Anthropic revealed Claude authored 80%+ of merged code as of May 2026. The company's internal metrics show task-length capability doubling every 4 months, up from every 7 months.
Key facts
- Claude authors 80%+ of Anthropic's merged code as of May 2026.
- Task-length capability doubles every 4 months, up from 7 months.
- Mythos Preview works 16+ hours autonomously per METR.
- Code speedup: 52x for Mythos Preview vs 3x for Opus 4.
- 800+ fixes shipped, cutting API errors 1,000x in one example.
Anthropic published a sweeping internal assessment of AI progress, claiming the company is 'getting very serious about recursive self-improvement' According to @kimmonismus. The analysis, shared by Anthropic researcher Kimmonismus, paints a picture of accelerating autonomous capabilities that could soon enable AI to design and build its own successor.
The Capability Curve
The headline metric: Claude now authors 80%+ of code merged into Anthropic's codebase, up from low single digits before Claude Code launched in February 2025. Engineers ship on average 8x as much code per quarter as they did in the 2021-2025 period.
Task-length capability is the most striking trend line. Opus 3 (March 2024) handled roughly 4-minute tasks. Sonnet 3.7 (a year later) managed ~90-minute tasks. Opus 4.6 (another year on) reached 12-hour tasks. METR found Claude Mythos Preview could work 'at least' 16 hours, at the top of what they can currently measure.
On SWE-bench, scores went from low single digits to saturation in two years. CORE-bench (research reproduction) went from ~20% to saturated in 15 months.
Code Quality and Speed
Claude-written code quality was worse than human in late 2025, roughly at parity now, and expected to be strictly better within the year. On code-speedup tests, Opus 4 averaged ~3x speedup (May 2025), while Mythos Preview hit ~52x (April 2026). A skilled human typically needs 4-8 hours to achieve 4x speedup.
One April 2026 example: Claude shipped 800+ fixes cutting a class of API errors 1,000x—work an engineer estimated would have taken a human four years.
Research and Safety
In an AI-safety research project, Claude agents recovered 97% of a performance gap (vs ~23% for two human researchers in a week), over 800 compute-hours and ~$18K. On picking the better 'next step' in research sessions, the best model beat the human choice 51% (November 2025, Opus 4.5) rising to 64% (April 2026, Mythos Preview).
Human comparative advantage, for now: research taste and judgment—choosing which problems matter and when an approach is a dead end.
Three Futures
Anthropic outlines three possible scenarios: the trend stalls (S-curve), which they consider least likely; compounding efficiency gains with humans still setting direction, where 100-person firms do the work of 10,000+ (the likely path); or full recursive self-improvement, where AI builds its successors and pace is set by compute—the alignment outcome they're least certain about.
A March 2026 poll of 130 research staff found the median respondent estimated ~4x output with Mythos Preview.
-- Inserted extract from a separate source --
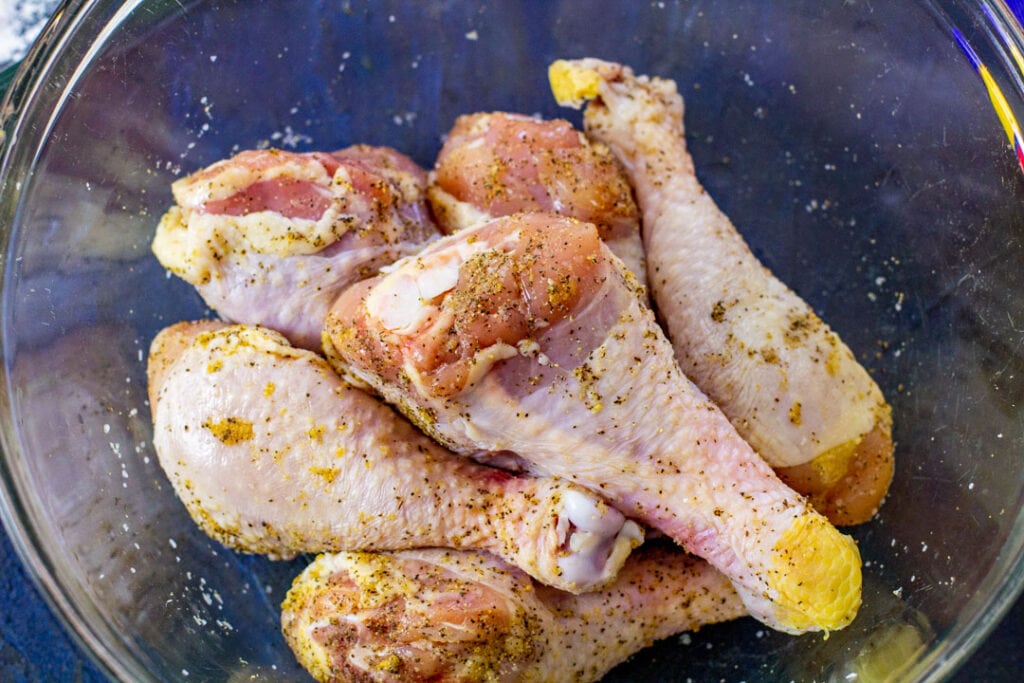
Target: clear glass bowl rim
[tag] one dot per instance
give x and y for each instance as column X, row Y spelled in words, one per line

On the hardest open-ended tasks, Claude's success rate hit 76% in May 2026, up 50 points in six months.
What to watch
Watch for Anthropic's next model release and whether task-length capability crosses 24+ hours. Also track enterprise adoption rates: if 100-person firms truly do the work of 10,000+, expect rapid shifts in AI-services spending patterns by Q4 2026.